Bank transaction CSV cleanup for reconciliation
Bank exports need careful handling because the cleaned file may support cash reconciliation, expense review, tax preparation, or accounting imports. Keep the workflow conservative and auditable.
Separate amount from meaning
A transaction amount should stay numeric, while description, merchant, account, and reference values should remain text. This prevents accidental changes to identifiers that look like numbers.
- Normalize amount separators only in amount columns.
- Keep debit and credit sign conventions consistent across the file.
- Do not remove rows with zero amounts until you know how the bank exports reversals or holds.
Standardize transaction dates
Banks may export posting date, transaction date, and value date separately. Keep them separate and convert each date column to the same ISO format so sorting and matching are predictable.
- Use YYYY-MM-DD for matching against ledgers and accounting tools.
- Check ambiguous dates manually when both day and month are 12 or less.

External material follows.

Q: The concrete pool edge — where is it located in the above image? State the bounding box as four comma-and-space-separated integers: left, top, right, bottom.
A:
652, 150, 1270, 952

- Preserve timezone or timestamp fields if the bank provides them.
Preserve the audit trail
Reconciliation workflows need explainability. Download the change log from the cleaner and store it beside the cleaned CSV so reviewers can see which values were normalized.
- Compare original and cleaned row counts before importing.
- Keep duplicate removal disabled if the bank intentionally exports reversal pairs.
- Use reference numbers, dates, and amounts together when matching transactions.
Recommended local workflow
- Load the bank transaction sample or paste a redacted bank export.
- Enable whitespace cleanup, null normalization, and date/number normalization.
- Review highlighted changed cells before downloading.
- Import a small sample into your accounting tool before processing the full file.